Despite realizing that I was doing wrong by slaying these colossi, I still kept playing. It was morbid and I realized that I could stop doing “evil” by turning off my Playstation 2, but I was just so curious about the world the game took place in. There was no explanation or back story given, the world was just there, and I had to learn or deduce my own logic for its creation, for its meaning.
The game was essentially challenging me to self-define it, to make up my own history for it to satiate my curiosity as its player; to make answers where there are none, to give further meaning to my actions when there were none.
Just like humans did.
And that is the genius of Shadow of the Colossus: the brilliant mechanics, poignant minimalistic plot, and melancholic design and architecture are parts that make a sum, a sum that crafts a playing experience allegorizing man’s desire to believe in something intangible and greater than himself.

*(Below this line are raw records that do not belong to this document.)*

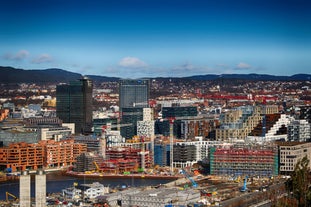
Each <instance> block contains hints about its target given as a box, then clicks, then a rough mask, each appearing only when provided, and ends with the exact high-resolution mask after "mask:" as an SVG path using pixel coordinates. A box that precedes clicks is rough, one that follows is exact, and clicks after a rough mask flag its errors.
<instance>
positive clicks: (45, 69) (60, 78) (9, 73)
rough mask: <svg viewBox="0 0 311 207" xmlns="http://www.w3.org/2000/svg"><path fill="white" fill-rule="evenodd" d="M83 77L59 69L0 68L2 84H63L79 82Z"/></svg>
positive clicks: (5, 67) (78, 74)
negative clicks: (21, 68)
mask: <svg viewBox="0 0 311 207" xmlns="http://www.w3.org/2000/svg"><path fill="white" fill-rule="evenodd" d="M81 77H82V75H81V74H78V73H72V72H68V71H66V70H62V69H57V68H52V69H45V70H23V69H15V68H12V67H2V66H0V83H61V82H69V81H72V80H77V79H79V78H81Z"/></svg>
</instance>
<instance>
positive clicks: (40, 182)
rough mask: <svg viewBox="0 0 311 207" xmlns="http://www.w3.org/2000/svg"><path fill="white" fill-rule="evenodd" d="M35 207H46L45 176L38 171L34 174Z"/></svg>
mask: <svg viewBox="0 0 311 207" xmlns="http://www.w3.org/2000/svg"><path fill="white" fill-rule="evenodd" d="M35 179H36V182H35V183H36V207H45V206H46V174H45V172H44V171H43V170H38V171H37V174H36V177H35Z"/></svg>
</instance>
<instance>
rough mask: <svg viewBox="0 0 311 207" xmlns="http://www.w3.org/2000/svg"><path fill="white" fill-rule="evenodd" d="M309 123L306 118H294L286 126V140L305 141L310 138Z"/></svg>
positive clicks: (310, 137) (310, 127)
mask: <svg viewBox="0 0 311 207" xmlns="http://www.w3.org/2000/svg"><path fill="white" fill-rule="evenodd" d="M310 135H311V124H310V123H309V122H307V120H294V121H292V122H290V123H289V125H288V126H287V138H288V141H291V142H292V141H296V142H307V141H309V140H310V139H311V136H310Z"/></svg>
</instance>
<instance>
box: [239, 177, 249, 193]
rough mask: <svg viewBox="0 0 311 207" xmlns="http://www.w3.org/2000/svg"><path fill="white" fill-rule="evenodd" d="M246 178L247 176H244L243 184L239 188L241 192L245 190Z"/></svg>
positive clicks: (247, 177)
mask: <svg viewBox="0 0 311 207" xmlns="http://www.w3.org/2000/svg"><path fill="white" fill-rule="evenodd" d="M247 178H248V177H247V176H245V178H244V183H243V186H242V187H241V189H240V191H241V192H245V191H247V187H246V183H247Z"/></svg>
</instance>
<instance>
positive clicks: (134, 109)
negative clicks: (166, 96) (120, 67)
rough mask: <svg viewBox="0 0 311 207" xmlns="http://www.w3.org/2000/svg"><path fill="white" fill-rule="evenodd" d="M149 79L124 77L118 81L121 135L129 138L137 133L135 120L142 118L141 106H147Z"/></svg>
mask: <svg viewBox="0 0 311 207" xmlns="http://www.w3.org/2000/svg"><path fill="white" fill-rule="evenodd" d="M149 93H150V89H149V80H147V79H142V80H133V79H124V80H121V81H120V82H119V102H120V112H121V114H120V118H121V123H122V124H127V125H128V124H131V125H130V126H124V127H121V135H122V136H123V137H125V138H127V139H131V138H132V137H133V136H134V135H136V134H137V121H142V120H143V108H148V106H149Z"/></svg>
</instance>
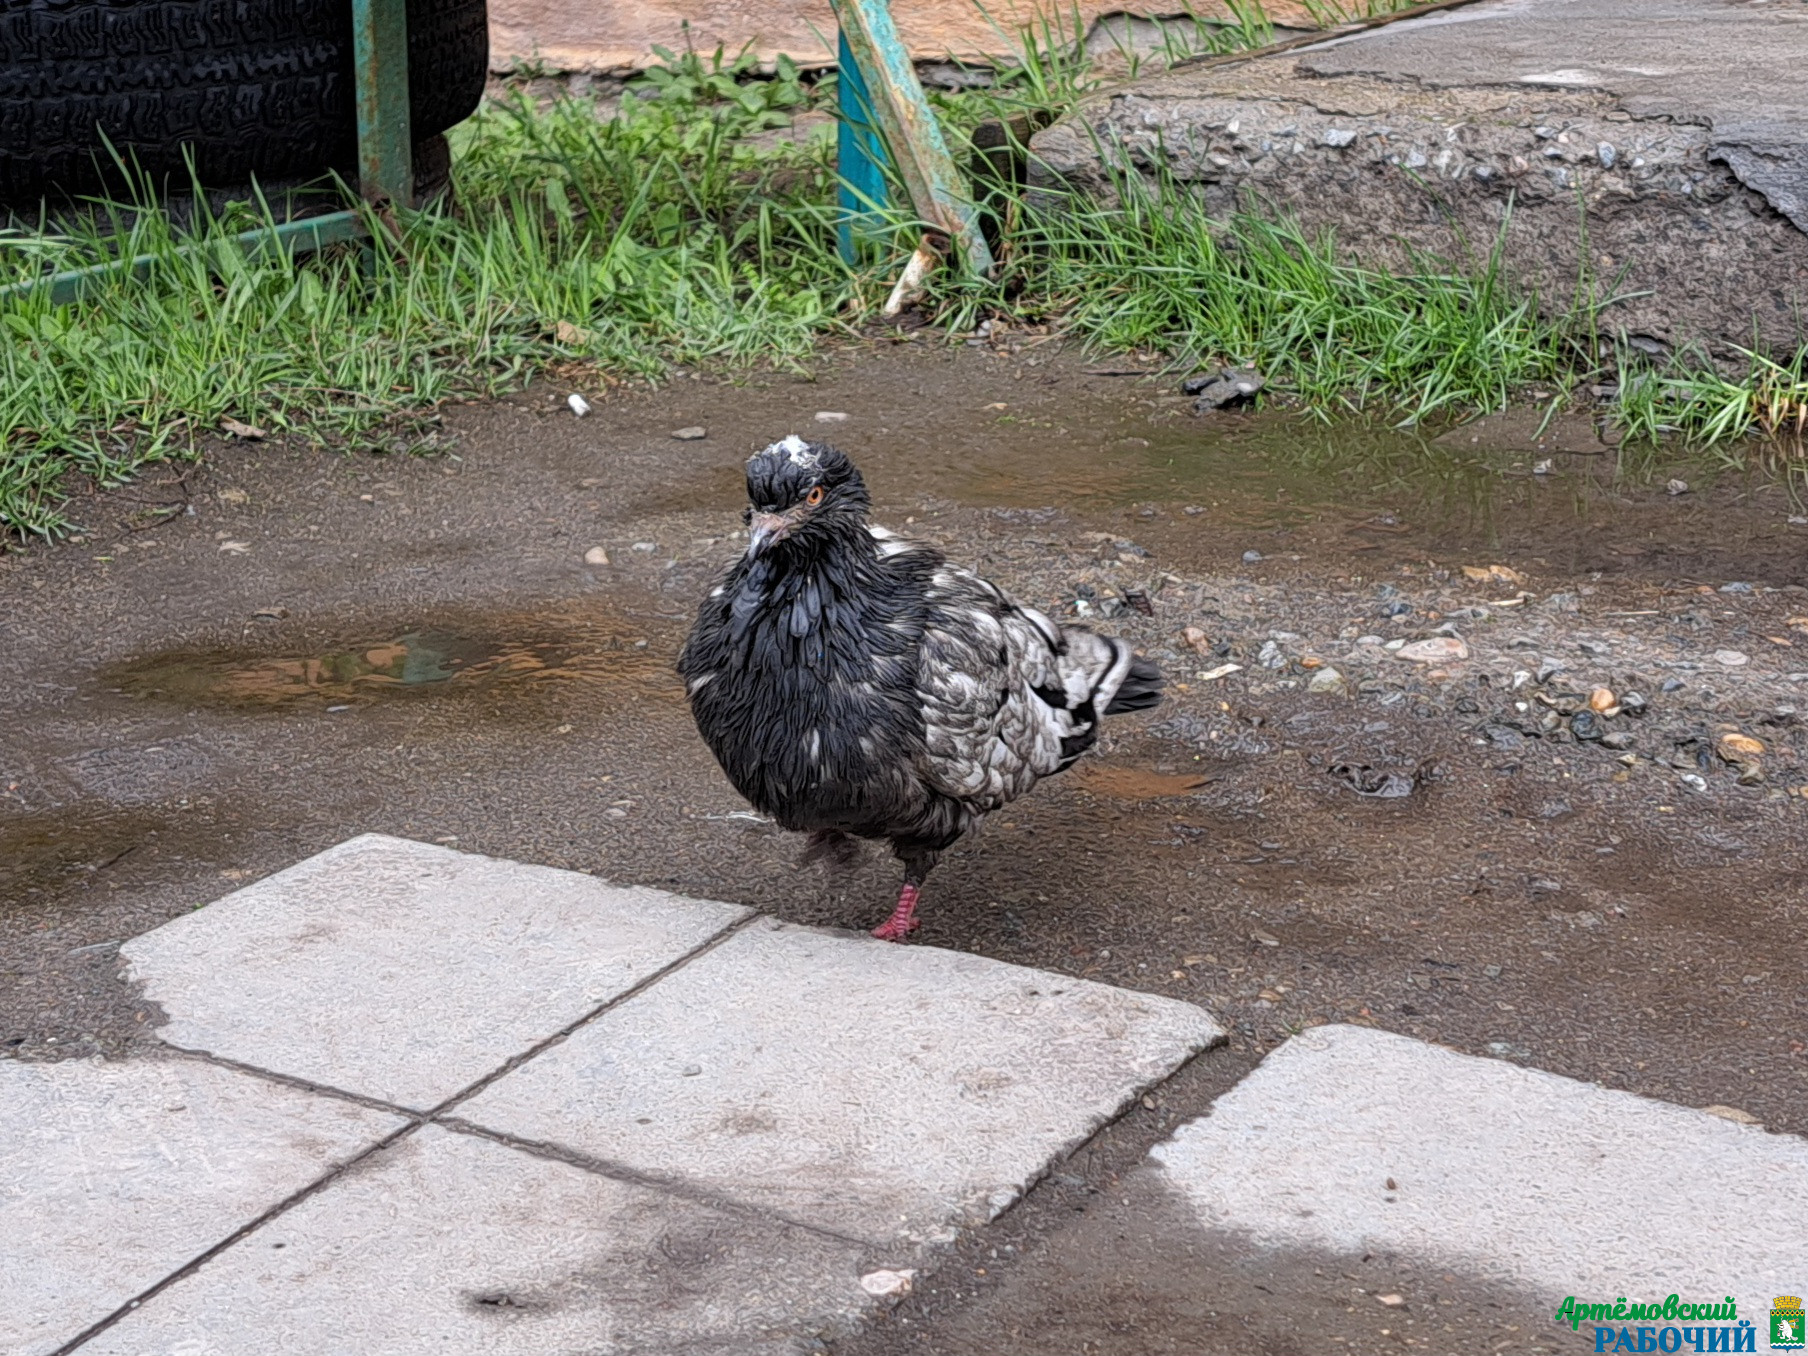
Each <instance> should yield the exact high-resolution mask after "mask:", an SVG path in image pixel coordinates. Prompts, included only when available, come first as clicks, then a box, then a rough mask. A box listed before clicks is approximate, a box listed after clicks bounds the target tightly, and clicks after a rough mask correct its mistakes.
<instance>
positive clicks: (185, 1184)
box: [0, 1059, 405, 1356]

The game fills you with the same curiosity as the first man who wondered about forces greater than himself, and made conclusions outside of what his five senses told him – just as the player deduces a story for the game outside of the raw information it gives you.
And the game ends with the girl, Mono, revived; with the boy, Wander, reincarnated as a baby and branded with horns, and with very few questions answered – concluding that the player must answer his own.
“Mono.” “Wander.”
“Theism.” “Pilgrimage.”
More “happy accidents.”
And this is why a game so stark has such a strong Wikia page and hundreds of message boards debating its meaning. This is why so many people continued killing the often gentle and vulnerable colossi, even when it pained the player to do so. This is why Shadow of the Colossus is seen as one of the greatest games ever made.
And this is also why so many holy books exist answering the same questions, so many wars have been fought over religious dominance, and why almost every leader in the world has been informally required to be a theist (outside of a select few Scandinavian countries).
We, as humans, want answers – not just answers, but answers that make us feel secure in our past and future choices.
Without those answers, we’re just floating automatons waiting to die – NPCs, if you will, waiting for the game console to power down.
It’s scary reality, and Shadow of the Colossus capitalizes on this fear and insecurity. By forcing me, as a player and a Sunday School teacher, to face these hard truths, it wrestled me into a mindset of critical thought I never considered up to that point.
That year, I resigned from Ashton United Methodist Church and bought a Quran, a Bhagavad Gita, a few texts from the Dalai Lama and, eventually, one of Stephen Hawking’s books. Though my faith was a big part of my life and identity before this game, it fell hard when confronted with concepts that never approached it before.
You could say that the game’s designer, Famito Ueda, was my prophet and this game is his doctrine… and you know, if I can follow a dogma of thought while earning more Playstation Trophies, well, it can’t all be heresy.